COLT '91


Book Description

COLT










Revolver


Book Description

Patented in 1836, the Colt pistol with its revolving cylinder was the first practical firearm that could shoot more than one bullet without reloading. Its most immediate impact was on the expansionism of the American west, where white emigrants and US soldiers came to depend on it, and where Native Americans came to dread it. In making the revolver, Colt also changed American manufacturing, and revolutionized industry in the United States. Rasenberger brings the brazenly ambitious and profoundly innovative industrialist and leader Samuel Colt to vivid life. During an age of promise and progress, and also of slavery, corruption, and unbridled greed, Colt not only helped to create this America, he completely embodied it.-- adapted from info provided







The Citizen Almanac


Book Description







Computational Learning Theory


Book Description

This book is tailored for students and professionals as well as novices from other fields to mass spectrometry. It will guide them from the basics to the successful application of mass spectrometry in their daily research. Starting from the very principles of gas-phase ion chemistry and isotopic properties, it leads through the design of mass analyzers and ionization methods in use to mass spectral interpretation and coupling techniques. Step by step the readers will learn how mass spectrometry works and what it can do as a powerful tool in their hands. The book comprises a balanced mixture of practice-oriented information and theoretical background. The clear layout, a wealth of high-quality figures and a database of exercises and solutions, accessible via the publisher's web site, support teaching and learning.

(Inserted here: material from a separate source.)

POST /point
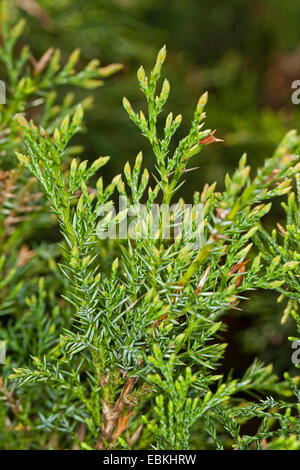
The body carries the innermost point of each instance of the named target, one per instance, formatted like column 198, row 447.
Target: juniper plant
column 29, row 278
column 140, row 365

Computational Learning Theory


Book Description

This volume presents the proceedings of the Second European Conference on Computational Learning Theory (EuroCOLT '95), held in Barcelona, Spain in March 1995. The book contains full versions of the 28 papers accepted for presentation at the conference as well as three invited papers. All relevant topics in fundamental studies of computational aspects of artificial and natural learning systems and machine learning are covered; in particular artificial and biological neural networks, genetic and evolutionary algorithms, robotics, pattern recognition, inductive logic programming, decision theory, Bayesian/MDL estimation, statistical physics, and cryptography are addressed.




Discrete Mathematics of Neural Networks


Book Description

This concise, readable book provides a sampling of the very large, active, and expanding field of artificial neural network theory. It considers select areas of discrete mathematics linking combinatorics and the theory of the simplest types of artificial neural networks. Neural networks have emerged as a key technology in many fields of application, and an understanding of the theories concerning what such systems can and cannot do is essential.